Romo came to her conclusions after interviewing 40 partnered individuals in a small Midwestern town. Romo asked them to describe their financial situation and how they and their partners had learned to cope with ongoing financial uncertainty. She found some couples dealt with anxiety by collecting information about their finances and educating themselves about their options. Others coped with periodic storms by leaning on each other for support and strategically communicating in ways that avoided turning disagreements into conflicts. People who had lived with financial uncertainty for a long time also tended to resist it less after they came to see uncertainty as being a key part of life you can’t avoid.

These couples tended to have stronger relationships with one another and coped more effectively with stress. “Indeed, several participants reported that as their communication improved and they were able to engage in communal coping with their spouse, their conflict declined and they were better able to manage uncertainty,” wrote Romo.

However, a number of couples coped in less effective ways, which negatively affected their relationships.
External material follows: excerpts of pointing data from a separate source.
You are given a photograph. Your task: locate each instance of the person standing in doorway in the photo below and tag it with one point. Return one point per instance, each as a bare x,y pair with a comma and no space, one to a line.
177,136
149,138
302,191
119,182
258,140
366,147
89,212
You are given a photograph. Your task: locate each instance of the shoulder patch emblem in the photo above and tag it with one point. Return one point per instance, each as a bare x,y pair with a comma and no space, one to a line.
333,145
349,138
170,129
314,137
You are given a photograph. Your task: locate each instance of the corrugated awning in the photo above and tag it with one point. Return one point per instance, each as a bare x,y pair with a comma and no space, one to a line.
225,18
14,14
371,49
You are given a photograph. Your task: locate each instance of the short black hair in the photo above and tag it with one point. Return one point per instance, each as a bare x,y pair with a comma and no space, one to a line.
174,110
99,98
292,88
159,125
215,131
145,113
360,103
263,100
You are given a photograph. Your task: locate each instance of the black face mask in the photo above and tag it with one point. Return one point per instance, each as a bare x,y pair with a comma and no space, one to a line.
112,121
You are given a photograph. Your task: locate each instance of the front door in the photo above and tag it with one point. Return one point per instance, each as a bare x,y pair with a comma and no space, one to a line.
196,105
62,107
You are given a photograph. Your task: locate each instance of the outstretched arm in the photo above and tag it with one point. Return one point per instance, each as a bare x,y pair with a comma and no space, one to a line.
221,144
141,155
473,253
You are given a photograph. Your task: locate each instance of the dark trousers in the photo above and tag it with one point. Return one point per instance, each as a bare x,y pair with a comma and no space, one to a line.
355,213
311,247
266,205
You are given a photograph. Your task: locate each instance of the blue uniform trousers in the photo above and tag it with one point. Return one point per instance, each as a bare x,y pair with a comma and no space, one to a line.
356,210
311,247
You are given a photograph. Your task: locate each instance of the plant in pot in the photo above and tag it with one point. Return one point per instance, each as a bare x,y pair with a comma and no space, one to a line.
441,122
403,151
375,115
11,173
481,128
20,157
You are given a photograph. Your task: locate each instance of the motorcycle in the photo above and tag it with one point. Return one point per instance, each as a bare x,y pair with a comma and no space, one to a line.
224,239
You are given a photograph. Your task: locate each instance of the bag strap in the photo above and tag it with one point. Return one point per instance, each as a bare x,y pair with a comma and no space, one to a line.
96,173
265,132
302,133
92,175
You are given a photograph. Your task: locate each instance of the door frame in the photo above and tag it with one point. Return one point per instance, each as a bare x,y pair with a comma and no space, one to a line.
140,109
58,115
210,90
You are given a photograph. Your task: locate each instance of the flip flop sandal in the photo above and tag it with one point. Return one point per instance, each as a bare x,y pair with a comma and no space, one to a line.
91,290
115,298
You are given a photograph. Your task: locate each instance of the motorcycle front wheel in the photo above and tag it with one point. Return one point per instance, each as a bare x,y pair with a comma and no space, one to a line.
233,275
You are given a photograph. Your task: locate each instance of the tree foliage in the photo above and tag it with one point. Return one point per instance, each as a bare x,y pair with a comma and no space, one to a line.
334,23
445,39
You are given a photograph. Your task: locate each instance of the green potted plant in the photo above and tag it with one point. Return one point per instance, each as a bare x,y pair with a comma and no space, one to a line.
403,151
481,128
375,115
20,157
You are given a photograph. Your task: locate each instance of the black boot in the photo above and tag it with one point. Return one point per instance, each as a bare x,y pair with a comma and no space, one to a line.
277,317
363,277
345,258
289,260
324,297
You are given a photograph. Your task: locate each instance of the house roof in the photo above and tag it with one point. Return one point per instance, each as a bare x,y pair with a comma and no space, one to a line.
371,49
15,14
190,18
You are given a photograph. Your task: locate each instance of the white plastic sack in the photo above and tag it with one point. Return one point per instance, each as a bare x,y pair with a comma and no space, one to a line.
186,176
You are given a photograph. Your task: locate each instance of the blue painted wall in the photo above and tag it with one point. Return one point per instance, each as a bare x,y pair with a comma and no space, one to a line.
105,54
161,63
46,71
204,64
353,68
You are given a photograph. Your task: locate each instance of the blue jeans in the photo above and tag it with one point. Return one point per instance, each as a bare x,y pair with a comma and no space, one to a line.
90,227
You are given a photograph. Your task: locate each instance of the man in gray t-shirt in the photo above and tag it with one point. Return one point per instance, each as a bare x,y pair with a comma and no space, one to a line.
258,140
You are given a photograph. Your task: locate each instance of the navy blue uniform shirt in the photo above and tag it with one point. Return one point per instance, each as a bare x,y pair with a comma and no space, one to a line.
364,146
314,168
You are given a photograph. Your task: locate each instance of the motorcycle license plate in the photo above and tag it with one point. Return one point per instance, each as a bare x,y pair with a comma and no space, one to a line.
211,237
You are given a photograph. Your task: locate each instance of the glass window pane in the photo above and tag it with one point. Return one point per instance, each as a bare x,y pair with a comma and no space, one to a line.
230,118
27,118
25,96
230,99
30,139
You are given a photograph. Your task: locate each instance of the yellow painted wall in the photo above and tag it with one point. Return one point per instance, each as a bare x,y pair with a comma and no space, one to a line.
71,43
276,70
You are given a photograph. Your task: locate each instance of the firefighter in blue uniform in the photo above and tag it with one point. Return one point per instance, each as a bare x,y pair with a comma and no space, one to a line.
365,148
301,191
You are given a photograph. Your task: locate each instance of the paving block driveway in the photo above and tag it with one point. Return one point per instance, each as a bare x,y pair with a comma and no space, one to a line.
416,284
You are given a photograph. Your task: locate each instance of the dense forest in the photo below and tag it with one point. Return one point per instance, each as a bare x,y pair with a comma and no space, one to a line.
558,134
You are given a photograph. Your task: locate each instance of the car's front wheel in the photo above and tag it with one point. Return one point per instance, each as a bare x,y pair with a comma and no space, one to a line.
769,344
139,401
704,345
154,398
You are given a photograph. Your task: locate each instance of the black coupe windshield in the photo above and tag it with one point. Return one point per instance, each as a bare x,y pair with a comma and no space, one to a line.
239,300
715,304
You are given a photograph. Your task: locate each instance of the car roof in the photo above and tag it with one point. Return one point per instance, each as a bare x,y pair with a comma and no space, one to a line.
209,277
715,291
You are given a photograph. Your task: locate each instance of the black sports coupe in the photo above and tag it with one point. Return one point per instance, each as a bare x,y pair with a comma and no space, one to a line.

For example, some refused to compromise on certain financial issues and struggled to communicate their positions. Others coped by ignoring their financial situations and choosing not to learn about or discuss it.

According to Romo, couples were never taught how to manage or even talk about money in their relationships, and personal stress levels often suffered as a result. “For the most part, participants who did not learn about finances from their parents and/or lacked financial communication skills with their romantic partner reported less success in managing uncertainty, regardless of income,” wrote Romo.

How to cope more effectively
If you grew up never learning about or talking about money, you too may have a harder time discussing finances with your partner. But there are steps you can take to improve your communication and coping skills, says Romo.

For example, equip yourself with the knowledge and vocabulary to discuss your personal finances by educating yourself as much as possible. Then use that knowledge to come up with a plan together for how to better manage your money.

According to Romo, couples who take joint responsibility for their finances and view financial issues as a mutual problem to be solved have an easier time coping with the uncertainty. Couples who use tailored communication strategies – such as talking about overspending dispassionately and without judgment or during periods when they’re more likely to feel relaxed — are also more successful at coping with financial stress. Coming up with a collective financial plan and creating clear roles for each partner can also help, she found.

“The biggest take-away here is that there are things people can do to help deal with financial uncertainty. Seeking out information, talking about money with your partner, working as a team and becoming financially literate can reduce uncertainty — and the related stress that uncertainty can cause in a relationship,” said Romo in the news release. “Financial talk is good for couples’ pocketbooks and relationships.”